How to Find Limits Without Using L'Hopital's Rule?

[vbplaya]

how do i find lim x→0 (sin x - tan x)/x³ without using l'hopitals rule?


also, can someone explain this to me, because I don't understand it.
given that lim x→c f(x)=L >0. Prove that there exists an open interval (a,b) containing c such that f(x) > 0 for all x ≠ c in (a,b).

 

[quantumdude]

Hello, and welcome to Physics Forums.

I've moved this to our Homework section. Please post all homework-type questions here in the future. Also, please see the https://www.physicsforums.com/showthread.php?t=4825 at the top of this Forum.
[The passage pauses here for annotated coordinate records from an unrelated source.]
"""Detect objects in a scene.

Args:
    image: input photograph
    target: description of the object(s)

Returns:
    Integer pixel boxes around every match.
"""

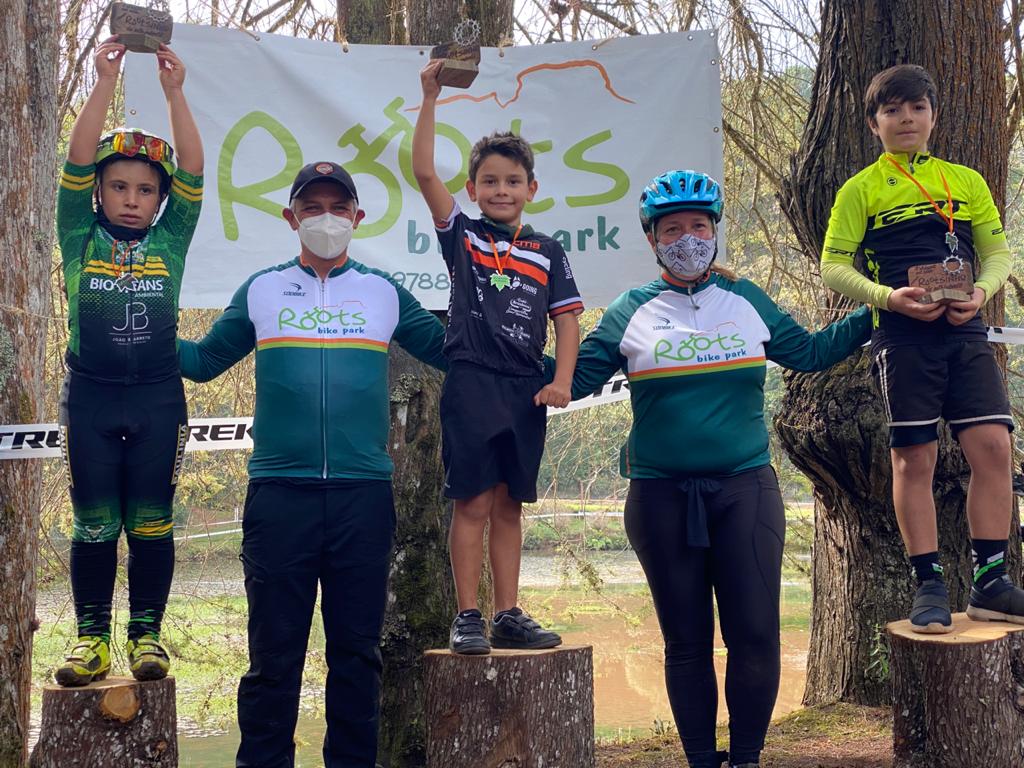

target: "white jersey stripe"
[466,229,551,272]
I'll pause for you to read it.

OK, now that you've read the notice, what have you done on this problem?

 

[vbplaya]

for the first one, I've tried to simplify sin x - tan x, but that didn't seem to work out.. and I don't know what else to try.
and for the second one, I've got no clue where to start.

 

[lurflurf]

how do i find lim x→0 (sin x - tan x)/x³ without using l'hopitals rule?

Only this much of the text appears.